Leonin shook his head incredulously. "That is simply madness," he declared. "Do you wish to freeze to death? Here in the city it is twenty degrees below zero, and out in the open country it is at least twenty-five. Between Smolensk and Moscow the roads are impassable, so much snow has fallen. In Russia no one travels in winter except mail-carriers and tradesmen."

"Nevertheless I shall start at once," was the calm rejoinder.

"Surely your mother wouldn't have you attempt the impossible. Where you live they have no conception what it means to travel in midwinter from St. Petersburg to the Carpathians.
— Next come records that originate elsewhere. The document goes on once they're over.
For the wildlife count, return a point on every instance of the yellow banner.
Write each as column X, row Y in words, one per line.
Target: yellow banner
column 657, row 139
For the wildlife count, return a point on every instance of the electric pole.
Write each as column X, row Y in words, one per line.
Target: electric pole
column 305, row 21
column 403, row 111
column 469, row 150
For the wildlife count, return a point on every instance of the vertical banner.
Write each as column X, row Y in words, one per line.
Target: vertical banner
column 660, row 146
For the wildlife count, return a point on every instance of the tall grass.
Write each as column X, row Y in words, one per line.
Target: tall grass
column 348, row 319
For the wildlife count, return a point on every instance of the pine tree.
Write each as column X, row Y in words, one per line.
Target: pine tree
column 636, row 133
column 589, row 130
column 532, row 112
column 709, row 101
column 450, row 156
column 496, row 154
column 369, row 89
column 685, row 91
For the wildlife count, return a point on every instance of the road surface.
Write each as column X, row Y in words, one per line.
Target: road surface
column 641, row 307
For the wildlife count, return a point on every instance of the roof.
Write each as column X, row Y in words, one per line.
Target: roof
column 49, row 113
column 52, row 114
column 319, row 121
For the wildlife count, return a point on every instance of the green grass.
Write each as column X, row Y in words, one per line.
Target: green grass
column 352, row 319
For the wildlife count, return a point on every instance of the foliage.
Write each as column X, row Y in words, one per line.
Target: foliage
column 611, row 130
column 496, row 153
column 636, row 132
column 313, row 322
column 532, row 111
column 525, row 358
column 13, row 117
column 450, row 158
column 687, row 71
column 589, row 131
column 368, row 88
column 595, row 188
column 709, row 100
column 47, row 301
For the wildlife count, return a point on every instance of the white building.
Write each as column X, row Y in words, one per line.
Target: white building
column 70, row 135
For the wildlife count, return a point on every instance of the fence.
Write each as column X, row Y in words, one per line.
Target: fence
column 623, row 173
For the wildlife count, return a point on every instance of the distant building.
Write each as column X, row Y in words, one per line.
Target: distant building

Wait at least till the roads are open."

"No, Leonin," returned Ödön, sadly; "every hour that I waited would be a reproach to my conscience. You don't understand how I feel."

"Well, then," replied the other, "let us go to your rooms."

Reaching his quarters, Ödön first awakened his valet and bade him pack his master's trunk and pay whatever accounts were owing. Then, so great was the young man's haste, he proceeded to build a fire with his own hands rather than wait for his servant to do it. Meanwhile Leonin had thrown himself into an easy chair and was watching his friend's movements.